Spam emails are an often underestimated threat, yet they can spread malware through social engineering methods like deception and psychological manipulation, and claim many victims. To track such emails, Kaspersky Lab researchers use honeypots – virtual ‘traps’ able to detect malicious emails and catch threat actors. For this particular operation, they tracked fraudsters trying to exploit unwary people looking for a new role.
“We often see spammers using names of large and well-known companies – it helps them to succeed in their malicious business and gain people’s trust. Famous brands with a solid reputation can become victims of fraudsters who pretend to be them and lure unsuspecting users into downloading a malicious attachment to their computers. This particular scheme involved the names of both well-known recruiting companies and respected businesses, which made it even more sophisticated. One needed to check the email address line for errors to suspect that the job offer was not authentic,” said Maria Vergelis, a security researcher at Kaspersky Lab.
The Spam and Phishing in Q1 2019 report shows that recipients of the spam emails were offered a tempting position in a large company. They were invited to join a job search system for free by installing a special application on their device that would provide access to the job-search database.
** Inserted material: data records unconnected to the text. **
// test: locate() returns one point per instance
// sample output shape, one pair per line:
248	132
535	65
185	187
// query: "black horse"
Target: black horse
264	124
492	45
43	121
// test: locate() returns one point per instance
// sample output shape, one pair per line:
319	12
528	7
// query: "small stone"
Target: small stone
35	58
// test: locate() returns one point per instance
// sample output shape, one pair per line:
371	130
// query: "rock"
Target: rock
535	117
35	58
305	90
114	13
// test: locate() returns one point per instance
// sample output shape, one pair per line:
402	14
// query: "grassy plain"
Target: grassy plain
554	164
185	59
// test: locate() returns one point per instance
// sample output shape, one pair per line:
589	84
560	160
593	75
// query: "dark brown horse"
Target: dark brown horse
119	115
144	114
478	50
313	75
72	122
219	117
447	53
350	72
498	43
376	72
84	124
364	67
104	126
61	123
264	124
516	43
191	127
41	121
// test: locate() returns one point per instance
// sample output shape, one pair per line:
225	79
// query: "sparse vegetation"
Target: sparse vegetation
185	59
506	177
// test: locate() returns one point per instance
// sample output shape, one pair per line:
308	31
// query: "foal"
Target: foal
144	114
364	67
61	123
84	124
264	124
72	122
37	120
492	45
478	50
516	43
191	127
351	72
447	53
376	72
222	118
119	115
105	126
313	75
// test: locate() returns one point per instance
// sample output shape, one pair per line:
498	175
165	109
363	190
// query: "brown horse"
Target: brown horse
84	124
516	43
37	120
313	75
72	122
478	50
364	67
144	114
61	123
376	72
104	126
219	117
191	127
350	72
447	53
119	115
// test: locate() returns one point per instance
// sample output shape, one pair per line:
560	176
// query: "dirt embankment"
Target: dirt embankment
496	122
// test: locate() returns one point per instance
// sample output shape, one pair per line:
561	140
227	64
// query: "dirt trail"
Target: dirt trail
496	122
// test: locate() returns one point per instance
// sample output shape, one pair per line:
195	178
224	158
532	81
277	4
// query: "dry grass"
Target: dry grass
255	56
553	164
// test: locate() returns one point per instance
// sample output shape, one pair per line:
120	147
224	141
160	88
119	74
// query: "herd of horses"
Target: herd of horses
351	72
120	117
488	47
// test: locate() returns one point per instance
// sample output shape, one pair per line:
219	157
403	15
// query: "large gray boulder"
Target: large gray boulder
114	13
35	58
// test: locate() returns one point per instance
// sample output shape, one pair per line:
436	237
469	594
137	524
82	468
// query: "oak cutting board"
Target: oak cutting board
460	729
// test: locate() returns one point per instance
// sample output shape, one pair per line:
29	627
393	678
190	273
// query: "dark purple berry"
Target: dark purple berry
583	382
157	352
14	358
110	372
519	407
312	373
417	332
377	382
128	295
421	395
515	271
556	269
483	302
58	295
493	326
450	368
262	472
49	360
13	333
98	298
To make the installation process look trustworthy, the attackers accompanied it with a pop-up window carrying the words “DDoS Protection” and a fake message that claimed the user was being redirected to the website of one of the largest recruitment agencies.
In fact, victims were redirected to a cloud storage site from where they would download a malicious installer that looked like a word file. Its function was to download to the victim’s machine the Gozi banking trojan, one of the most commonly used malware for stealing money.